In the 1990’s another path to improvement developed, centered on ideas presented by Michael Hammer and James Champy in their book Reengineering the Corporation. The book promoted a new concept called Business Process Reengineering (BPR).  If Kaizen focused primarily on incremental improvements, BPR was about radical change. If there’s a step in a manufacturing or business process where the customer does not place value, don’t tweak it, eliminate it! It made perfect sense for the times. Because as new information technologies were coming available, companies were automating – a lot. But they were making one big mistake.  They were taking a bad process and just automating it in the hope of making it better. However, what they ended up with is another bad process – an automated process – but still bad. BPR introduced a way to think about this problem.  First, improve (reengineer) the process, and then automate it.
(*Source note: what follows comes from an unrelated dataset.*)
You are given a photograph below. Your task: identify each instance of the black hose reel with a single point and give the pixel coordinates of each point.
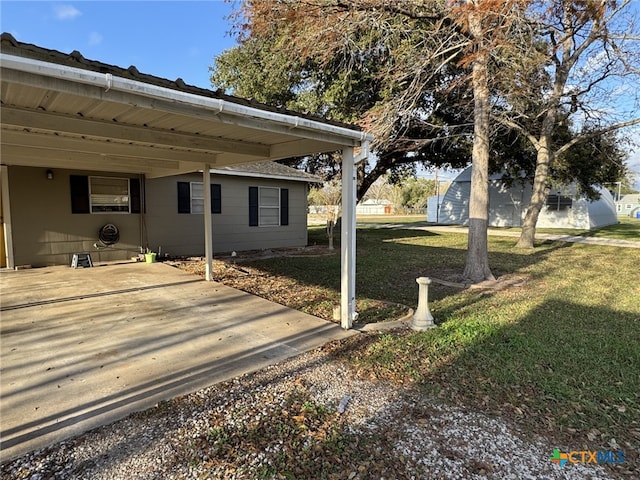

Radical improvements followed.

Both continuous improvement and BPR remain fascinating and useful concepts, and will far into the future – because they are tools to support an even more important business principle – delivering ever more value to the customer who is willing and able to pay for it.

But what does all this have to do with UMix?

These ideas form the underpinnings for how we approach our business. Our customers have choices for their music and digital signage.  New competitors show up, and others disappear. At UMix we keep our focus on value. We use tools such as these to try to understand which features businesses want and incorporate them in a seamless way that’s powerful and easy to use, and consequently – useful!